Beagle and beyond

By Press release
Tuesday, 17 February, 2009

A major symposium in Sydney on 20-21 March will discuss Charles Darwin … his life, his voyage of scientific discovery on HMS Beagle and the great surge of scientific research into natural history that he inspired.

Attention will be given, for example, to two young contemporaries, Joseph Hooker and Thomas Huxley, who followed the more famous scientist on Royal Navy voyages to the South Seas (including Australia) and collected further remarkable evidence in support of his theory of evolution.

Hooker visited Hobart while serving as an assistant surgeon on HMS Erebus during the 1839-43 Ross Antarctic expedition. With the assistance of Tasmanian collectors he published the first comprehensive description of the island’s flora.

Thomas Huxley was assistant surgeon on HMS Rattlesnake on its survey of northern Australia and New Guinea in 1846-50.
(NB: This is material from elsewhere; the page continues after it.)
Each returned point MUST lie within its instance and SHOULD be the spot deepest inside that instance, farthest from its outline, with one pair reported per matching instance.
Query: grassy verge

Eminent speakers from the UK and across Australia will also…

  • provide new insights into scientific collecting, surveying and cross-cultural exchanges in the antipodes in the age of Darwin;

  • shed light on the European scientists’ interactions with indigenous voyagers;

  • take a very modern look at the naturalists’ influence on today’s cutting edge scientific research… when global warming has raised the stakes to an unprecedented level.

The seminar In The Wake of the Beagle: Science in the Southern Oceans from the Age of Darwin will be presented by the Australian National Maritime Museum and the Australian Research Council at the National Maritime Museum, Darling Harbour.

It will coincide with the opening of the National Maritime Museum’s exhibition Charles Darwin – Voyages and ideas that shook the world, from 20 March to 23 August.

The symposium is open to everyone. Registration for the two days (9.30 am – 6 pm) is $50, for one day $25. Light refreshments will be served in the morning and afternoon breaks.